I made my way down the stairs reluctantly. Moving slowly across the red and white oriental runners to the kitchen, where my mom was finishing up her second cup of coffee. Inhaling deeply, holding it inside my chest; allowing it to linger, swallowing the air, like a dry lump in my throat... I prepared myself for what I was about to do.
“Mom, I need to tell you something... It’s about Uncle Ricky…” She looked at me over the brim of her yellow coffee mug, patting the cushion of the chair next to her motioning for me to sit down. As soon as I was seated next to her, she scanned my face. Immediately she could tell I was carrying something heavy on my tongue. My lips felt like lead, and I could feel the storm of emotions swelling beneath my calm exterior. “What is it baby?” she asked. Twenty minutes had to have passed before I was able to muster up the strength to tell her everything. We then sat in silence, as she laid her hands across my shoulders pulling me close to her chest, as I sobbed uncontrollably. My heart sank into my stomach; I could feel it breaking... “There’s nothing that can be done...” she said as she released me from her chest, to look me in the eyes. “I know...” I whispered catching my breath, my voice still shaking… “But it’s going to be okay, I promise” she reassured me.

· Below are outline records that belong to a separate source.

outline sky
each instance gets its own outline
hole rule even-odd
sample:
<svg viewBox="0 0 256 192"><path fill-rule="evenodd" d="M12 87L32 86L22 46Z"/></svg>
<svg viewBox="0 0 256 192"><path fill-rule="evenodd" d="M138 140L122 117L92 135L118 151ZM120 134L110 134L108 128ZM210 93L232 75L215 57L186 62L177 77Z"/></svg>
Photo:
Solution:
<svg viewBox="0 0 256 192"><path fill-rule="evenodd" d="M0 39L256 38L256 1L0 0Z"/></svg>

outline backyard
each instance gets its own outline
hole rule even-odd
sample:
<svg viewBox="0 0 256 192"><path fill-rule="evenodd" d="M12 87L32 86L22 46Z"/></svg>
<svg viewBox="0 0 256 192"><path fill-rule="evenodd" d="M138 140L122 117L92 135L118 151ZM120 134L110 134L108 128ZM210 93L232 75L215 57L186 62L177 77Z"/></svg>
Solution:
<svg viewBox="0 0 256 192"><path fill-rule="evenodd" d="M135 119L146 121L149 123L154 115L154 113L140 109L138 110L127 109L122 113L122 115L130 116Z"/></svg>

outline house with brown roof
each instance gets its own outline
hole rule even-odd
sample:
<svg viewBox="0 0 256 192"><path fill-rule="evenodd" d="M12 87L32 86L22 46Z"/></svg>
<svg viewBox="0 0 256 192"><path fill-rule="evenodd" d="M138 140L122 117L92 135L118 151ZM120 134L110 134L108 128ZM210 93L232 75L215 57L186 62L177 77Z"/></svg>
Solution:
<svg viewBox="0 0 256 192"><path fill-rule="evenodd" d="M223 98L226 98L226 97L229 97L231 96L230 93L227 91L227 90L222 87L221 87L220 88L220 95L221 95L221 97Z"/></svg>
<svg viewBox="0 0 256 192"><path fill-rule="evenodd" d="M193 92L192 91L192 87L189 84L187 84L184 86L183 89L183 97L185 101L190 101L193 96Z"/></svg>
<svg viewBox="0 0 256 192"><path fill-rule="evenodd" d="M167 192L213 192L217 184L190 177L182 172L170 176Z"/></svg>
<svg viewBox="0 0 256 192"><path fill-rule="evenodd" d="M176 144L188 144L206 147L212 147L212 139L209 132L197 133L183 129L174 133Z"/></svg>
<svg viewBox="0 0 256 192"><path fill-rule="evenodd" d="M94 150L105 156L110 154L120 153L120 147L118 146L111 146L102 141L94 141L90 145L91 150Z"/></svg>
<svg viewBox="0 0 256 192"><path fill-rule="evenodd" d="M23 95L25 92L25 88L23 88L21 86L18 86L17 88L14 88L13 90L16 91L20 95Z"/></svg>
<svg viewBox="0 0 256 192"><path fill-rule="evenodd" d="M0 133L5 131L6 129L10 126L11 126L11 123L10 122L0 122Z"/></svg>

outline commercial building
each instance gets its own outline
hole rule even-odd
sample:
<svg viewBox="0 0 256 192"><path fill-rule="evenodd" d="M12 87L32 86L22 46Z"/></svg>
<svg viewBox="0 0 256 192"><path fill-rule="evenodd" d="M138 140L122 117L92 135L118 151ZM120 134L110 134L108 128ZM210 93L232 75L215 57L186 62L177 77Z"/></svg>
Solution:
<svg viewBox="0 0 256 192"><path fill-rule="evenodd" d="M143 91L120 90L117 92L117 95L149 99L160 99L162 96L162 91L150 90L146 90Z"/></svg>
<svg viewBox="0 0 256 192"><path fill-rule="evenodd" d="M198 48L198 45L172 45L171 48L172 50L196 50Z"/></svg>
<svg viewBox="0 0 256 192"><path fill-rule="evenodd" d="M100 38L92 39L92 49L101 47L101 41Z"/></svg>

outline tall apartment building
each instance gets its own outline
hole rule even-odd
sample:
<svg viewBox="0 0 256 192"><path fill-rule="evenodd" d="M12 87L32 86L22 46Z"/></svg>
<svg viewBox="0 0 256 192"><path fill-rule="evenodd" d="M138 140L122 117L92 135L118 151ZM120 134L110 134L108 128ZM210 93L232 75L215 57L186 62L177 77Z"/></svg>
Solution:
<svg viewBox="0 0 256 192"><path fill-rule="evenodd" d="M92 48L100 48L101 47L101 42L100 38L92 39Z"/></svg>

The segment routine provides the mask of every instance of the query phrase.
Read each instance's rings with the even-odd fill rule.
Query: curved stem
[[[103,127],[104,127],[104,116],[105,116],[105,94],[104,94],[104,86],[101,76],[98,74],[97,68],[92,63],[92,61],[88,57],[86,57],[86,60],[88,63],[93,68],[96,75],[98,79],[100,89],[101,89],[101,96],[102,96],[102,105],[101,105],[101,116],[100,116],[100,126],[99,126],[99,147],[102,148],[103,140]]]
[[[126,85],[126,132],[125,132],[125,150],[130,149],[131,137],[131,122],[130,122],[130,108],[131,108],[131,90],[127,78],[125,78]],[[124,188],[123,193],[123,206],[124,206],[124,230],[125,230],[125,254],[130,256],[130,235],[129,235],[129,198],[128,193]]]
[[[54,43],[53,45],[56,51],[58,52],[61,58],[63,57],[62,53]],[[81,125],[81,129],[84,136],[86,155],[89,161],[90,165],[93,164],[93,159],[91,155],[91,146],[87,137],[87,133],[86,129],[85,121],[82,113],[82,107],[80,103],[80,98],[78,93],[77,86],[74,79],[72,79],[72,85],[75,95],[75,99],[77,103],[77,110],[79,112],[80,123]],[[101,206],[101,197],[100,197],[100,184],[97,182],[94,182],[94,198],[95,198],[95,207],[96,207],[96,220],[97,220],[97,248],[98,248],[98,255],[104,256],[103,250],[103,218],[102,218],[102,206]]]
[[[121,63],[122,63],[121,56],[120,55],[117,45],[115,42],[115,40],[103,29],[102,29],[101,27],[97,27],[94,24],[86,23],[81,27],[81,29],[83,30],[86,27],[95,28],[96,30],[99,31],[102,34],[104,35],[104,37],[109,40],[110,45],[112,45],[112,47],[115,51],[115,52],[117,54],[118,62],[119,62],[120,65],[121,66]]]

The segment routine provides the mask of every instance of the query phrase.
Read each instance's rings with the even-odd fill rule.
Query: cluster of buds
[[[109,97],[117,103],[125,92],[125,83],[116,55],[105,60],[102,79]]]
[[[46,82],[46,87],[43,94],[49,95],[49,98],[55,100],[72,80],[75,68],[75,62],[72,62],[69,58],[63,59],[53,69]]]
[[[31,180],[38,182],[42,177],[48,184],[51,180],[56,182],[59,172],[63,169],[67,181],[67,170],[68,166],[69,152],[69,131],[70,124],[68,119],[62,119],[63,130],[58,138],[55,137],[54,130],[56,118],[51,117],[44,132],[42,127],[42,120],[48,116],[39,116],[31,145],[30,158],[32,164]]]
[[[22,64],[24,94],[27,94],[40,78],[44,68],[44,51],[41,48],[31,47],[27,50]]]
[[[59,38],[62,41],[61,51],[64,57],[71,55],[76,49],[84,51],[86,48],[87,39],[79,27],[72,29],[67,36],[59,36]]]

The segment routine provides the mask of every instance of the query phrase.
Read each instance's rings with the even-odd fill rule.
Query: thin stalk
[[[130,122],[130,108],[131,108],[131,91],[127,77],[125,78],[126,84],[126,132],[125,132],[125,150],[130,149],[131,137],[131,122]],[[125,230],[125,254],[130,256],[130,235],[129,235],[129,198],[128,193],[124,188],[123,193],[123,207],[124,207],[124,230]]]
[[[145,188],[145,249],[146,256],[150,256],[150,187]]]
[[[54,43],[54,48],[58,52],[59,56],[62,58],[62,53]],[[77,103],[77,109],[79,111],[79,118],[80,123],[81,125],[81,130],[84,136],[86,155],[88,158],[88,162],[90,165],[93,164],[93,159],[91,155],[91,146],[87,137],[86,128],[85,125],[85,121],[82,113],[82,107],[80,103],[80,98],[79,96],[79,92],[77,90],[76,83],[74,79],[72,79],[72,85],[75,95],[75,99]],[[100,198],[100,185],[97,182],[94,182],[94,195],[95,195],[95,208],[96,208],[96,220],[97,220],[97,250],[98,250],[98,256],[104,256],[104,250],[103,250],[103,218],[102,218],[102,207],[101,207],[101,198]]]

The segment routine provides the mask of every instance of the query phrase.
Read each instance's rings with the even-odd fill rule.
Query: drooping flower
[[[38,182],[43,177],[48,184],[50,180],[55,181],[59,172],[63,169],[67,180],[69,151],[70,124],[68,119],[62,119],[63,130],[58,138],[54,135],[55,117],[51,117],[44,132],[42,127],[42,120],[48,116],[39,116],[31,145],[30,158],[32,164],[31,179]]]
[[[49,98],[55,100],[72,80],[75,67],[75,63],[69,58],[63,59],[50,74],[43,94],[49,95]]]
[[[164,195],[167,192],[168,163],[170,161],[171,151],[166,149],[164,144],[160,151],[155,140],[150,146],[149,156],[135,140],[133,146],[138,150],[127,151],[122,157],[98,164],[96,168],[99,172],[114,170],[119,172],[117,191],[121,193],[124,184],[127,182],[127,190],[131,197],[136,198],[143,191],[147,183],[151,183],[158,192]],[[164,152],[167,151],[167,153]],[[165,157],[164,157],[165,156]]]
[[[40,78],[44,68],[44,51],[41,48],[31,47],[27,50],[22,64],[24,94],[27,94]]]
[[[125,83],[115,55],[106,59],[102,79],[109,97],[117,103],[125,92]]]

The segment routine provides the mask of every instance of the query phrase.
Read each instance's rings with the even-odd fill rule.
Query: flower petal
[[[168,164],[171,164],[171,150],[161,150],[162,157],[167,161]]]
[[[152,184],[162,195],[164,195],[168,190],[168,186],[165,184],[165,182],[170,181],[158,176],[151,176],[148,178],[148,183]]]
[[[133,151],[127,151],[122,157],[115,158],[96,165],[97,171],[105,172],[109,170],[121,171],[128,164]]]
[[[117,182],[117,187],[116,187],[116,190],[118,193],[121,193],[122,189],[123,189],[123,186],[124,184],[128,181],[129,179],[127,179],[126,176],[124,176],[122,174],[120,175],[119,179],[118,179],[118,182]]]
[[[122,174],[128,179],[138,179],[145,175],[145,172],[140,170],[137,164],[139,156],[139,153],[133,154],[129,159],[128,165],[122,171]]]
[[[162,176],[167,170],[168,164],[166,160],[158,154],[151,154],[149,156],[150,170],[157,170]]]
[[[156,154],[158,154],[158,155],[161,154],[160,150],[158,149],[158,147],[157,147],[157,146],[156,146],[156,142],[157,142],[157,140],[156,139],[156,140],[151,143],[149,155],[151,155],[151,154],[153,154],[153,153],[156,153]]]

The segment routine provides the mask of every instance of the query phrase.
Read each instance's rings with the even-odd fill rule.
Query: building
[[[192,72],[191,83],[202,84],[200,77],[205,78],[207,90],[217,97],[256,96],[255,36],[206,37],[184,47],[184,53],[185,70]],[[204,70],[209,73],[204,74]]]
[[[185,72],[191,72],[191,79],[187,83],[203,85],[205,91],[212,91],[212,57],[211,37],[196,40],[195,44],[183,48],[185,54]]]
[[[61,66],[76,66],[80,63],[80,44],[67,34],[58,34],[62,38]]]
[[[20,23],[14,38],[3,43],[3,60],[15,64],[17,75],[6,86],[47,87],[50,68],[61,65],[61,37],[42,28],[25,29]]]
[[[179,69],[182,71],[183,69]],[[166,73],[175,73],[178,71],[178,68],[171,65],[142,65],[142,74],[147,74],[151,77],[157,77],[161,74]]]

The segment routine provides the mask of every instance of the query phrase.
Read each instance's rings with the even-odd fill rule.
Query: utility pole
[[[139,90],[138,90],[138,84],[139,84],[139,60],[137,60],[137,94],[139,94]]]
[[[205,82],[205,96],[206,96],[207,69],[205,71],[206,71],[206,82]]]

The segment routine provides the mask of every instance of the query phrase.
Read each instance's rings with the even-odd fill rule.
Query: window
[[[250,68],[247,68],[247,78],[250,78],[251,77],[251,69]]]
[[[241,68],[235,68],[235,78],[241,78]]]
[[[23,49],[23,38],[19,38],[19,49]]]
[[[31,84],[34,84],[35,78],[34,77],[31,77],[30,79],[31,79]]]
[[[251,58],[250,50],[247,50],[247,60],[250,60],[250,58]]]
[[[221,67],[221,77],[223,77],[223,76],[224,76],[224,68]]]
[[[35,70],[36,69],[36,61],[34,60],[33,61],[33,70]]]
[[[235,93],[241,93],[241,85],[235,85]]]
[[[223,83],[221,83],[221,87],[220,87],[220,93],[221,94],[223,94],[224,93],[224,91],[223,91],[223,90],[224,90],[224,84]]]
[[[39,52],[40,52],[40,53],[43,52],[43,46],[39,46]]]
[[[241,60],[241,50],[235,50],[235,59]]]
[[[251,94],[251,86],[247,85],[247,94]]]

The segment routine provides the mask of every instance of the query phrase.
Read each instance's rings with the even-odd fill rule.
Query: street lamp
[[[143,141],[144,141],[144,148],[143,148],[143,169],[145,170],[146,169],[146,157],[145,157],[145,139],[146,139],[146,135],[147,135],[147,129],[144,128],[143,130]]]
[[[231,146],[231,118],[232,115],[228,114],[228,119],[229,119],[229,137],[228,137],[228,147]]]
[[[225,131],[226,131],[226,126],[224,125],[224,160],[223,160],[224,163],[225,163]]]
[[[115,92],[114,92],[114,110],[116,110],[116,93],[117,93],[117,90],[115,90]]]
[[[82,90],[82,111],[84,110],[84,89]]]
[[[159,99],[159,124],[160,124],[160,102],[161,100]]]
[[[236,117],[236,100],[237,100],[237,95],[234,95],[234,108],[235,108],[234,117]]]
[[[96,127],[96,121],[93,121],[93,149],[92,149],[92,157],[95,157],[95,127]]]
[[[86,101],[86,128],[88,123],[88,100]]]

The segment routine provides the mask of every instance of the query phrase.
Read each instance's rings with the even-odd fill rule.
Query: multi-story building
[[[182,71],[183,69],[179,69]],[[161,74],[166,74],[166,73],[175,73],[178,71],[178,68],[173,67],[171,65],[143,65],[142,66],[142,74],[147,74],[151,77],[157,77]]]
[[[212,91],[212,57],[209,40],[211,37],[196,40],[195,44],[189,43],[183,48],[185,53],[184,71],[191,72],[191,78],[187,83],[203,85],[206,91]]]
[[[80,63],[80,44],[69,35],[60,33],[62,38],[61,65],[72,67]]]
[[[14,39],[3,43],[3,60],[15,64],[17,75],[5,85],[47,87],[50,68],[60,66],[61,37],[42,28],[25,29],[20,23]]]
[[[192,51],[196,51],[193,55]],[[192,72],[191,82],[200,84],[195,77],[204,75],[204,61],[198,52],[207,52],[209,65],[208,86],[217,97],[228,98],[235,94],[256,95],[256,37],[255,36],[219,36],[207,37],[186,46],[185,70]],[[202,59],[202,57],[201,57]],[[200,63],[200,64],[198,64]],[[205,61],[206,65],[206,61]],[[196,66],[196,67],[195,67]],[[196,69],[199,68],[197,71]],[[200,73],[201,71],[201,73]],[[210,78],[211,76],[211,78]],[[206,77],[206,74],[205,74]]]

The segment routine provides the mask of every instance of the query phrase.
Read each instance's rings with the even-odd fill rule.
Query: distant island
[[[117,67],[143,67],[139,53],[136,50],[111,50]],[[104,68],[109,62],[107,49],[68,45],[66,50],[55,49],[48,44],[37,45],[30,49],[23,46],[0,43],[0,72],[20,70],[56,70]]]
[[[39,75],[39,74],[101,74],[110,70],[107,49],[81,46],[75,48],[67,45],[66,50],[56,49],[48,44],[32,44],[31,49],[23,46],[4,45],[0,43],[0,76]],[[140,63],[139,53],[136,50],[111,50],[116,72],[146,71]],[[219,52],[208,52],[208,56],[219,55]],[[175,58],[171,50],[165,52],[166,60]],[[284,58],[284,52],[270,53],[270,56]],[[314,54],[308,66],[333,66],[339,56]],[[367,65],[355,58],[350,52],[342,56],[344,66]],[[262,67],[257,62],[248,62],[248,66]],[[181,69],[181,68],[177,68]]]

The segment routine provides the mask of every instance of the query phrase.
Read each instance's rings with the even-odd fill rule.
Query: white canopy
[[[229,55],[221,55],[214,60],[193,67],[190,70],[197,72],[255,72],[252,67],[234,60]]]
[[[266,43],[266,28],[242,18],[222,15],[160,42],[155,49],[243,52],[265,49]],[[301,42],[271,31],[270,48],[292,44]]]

“I'm cold, I'm ugly. I'm always confused by everything I can
stare into a thousand eyes. But every smile hides a bold-faced lie.
It itches, it seethes, it festers and breathes. My heroes are dead,
they died in my head. Thin out the herd, squeeze out the pain.
Something inside me has opened up again. Thoughts of me
exemplified. All the little flaws I have denied. Forget today,
forget whatever happened. Everyday I see a little more of overall
deficiencies. I'm nothing short of being one complete catastrophe.”
Slipknot
A lot of emotions come to mind when I speak of the dark secrets buried inside myself. At first only anger and pain. Blame, I was enraged. But in the end I needed this. And along came my sad realization of the truth. Innocence dies somewhere along the line. The decaying of our hearts and the progression of the pain we carry. We also learn to over come the hardships we will face. I’m a strong person. The events of my past have helped mold me this way. There is nothing I can face now that compares to the emotional toll of my childhood. My uncle will never be a good man in my eyes. Washing his hands so many times, scrubbing till the skin cracks and blisters; he’ll never be clean. But I’d like to thank him, for helping me grow; to gain the courage and perseverance that I need to survive.
“Life for you, has been less than kind. So take a number,
stand in line. We've all been sorry, we've all been hurt.
But how we survive, is what makes us who we are.”